Mbarire said that of the remainder, Sh705.2 million, representing 42.49 per cent, were eligible for settlement while the ineligible amounted to Sh954.38 million wondering whether her administration should honour what was clearly fraudulent. 

She noted that the ineligible bills included Sh112 million incomplete works on site, Sh422 million projects not supported by any relevant documents and missing procurement files as well as Sh419 million projects that were either abandoned, not started or partial invoices raised but works on site did not support the same. 

Kajwang said had the Sh2.3 billion pending bills been paid, then the county government would be declared technically insolvent since it has a budget of about Sh5.6 billion where Sh2.7 billion goes to personnel emoluments. 

“From what we are seeing here Embu county would be technically insolvent if the pending bills being asked for are paid for since they are half of the Sh5.6 billion allocated to the county by the exchequer,” he said. 

The Homa Bay senator said that the committee had noted with concern that outgoing governors and their officers inflated the pending bills register across the county terming it as a scheme to defraud taxpayers. 

Mbarire called on the committee to push for a policy to have the office of the Auditor General to work with county governments in determining the eligibility of the pending bills to establish those that are genuine to be paid. 

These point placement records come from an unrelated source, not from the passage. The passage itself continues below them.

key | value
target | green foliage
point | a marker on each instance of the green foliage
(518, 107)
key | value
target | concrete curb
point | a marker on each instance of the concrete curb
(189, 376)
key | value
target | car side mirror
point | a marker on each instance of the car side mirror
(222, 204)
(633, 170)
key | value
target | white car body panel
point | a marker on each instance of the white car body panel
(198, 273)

The governor said if all the counties go by the pending bills as they are required by the Controller of Budget, then they will be left with no room to carry out development projects. 

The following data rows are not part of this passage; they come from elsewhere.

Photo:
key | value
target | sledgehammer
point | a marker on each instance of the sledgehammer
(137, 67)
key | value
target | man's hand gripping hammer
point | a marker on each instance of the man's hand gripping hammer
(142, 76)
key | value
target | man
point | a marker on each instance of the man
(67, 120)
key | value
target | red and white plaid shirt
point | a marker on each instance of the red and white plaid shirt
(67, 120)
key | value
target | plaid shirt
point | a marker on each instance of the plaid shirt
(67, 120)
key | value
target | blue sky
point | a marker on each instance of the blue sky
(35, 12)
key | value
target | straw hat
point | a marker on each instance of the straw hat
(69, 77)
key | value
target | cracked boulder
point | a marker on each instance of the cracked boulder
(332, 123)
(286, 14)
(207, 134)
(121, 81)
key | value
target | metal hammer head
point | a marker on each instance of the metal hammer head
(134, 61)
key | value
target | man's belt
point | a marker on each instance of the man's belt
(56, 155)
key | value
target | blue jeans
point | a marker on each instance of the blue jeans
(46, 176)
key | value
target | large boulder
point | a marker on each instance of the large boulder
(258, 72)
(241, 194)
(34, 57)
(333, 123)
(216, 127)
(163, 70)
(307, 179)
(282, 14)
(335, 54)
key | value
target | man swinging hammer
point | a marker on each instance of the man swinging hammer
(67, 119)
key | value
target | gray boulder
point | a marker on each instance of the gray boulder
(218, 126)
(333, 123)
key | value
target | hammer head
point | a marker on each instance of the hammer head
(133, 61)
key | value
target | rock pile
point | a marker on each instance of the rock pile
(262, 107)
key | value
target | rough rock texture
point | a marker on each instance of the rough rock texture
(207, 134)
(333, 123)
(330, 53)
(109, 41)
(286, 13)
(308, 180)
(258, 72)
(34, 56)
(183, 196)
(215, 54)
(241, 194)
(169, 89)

“To be very honest if counties are to pay all the pending bills that they are asked to pay some of which are fictitious then they will have nothing to carry out development projects,” said Mbarire. 

She told the committee that her administration inherited Sh532.6 million unremitted staff deductions but they have managed to pay Sh372 million in the current fiscal year leaving a balance of Sh160.36 million. 

Kajwang told the governor that it was clear that the county had deducted money from employees but the administration had not remitted the same terming an attempt to defraud employees which is unacceptable. 

The Wambora administration was also put on the spot for paying Sh87.7 million as compensation of employees through a manual payroll system outside the Integrated Payroll and Personnel Database (IPPD) System prescribed by the National Treasury. 

The county was put to task over Sh59 million incurred on compensation of employees without approved supplementary estimates and recruiting unqualified staff who were paid salaries and wages totaling Sh7.5 million during the year under review. 

Wambora's regime was accused of paying Sh2.7 million to county assembly staff and Members of County Assembly to finalise supplementary budget yet this was supposed to be done by the assembly.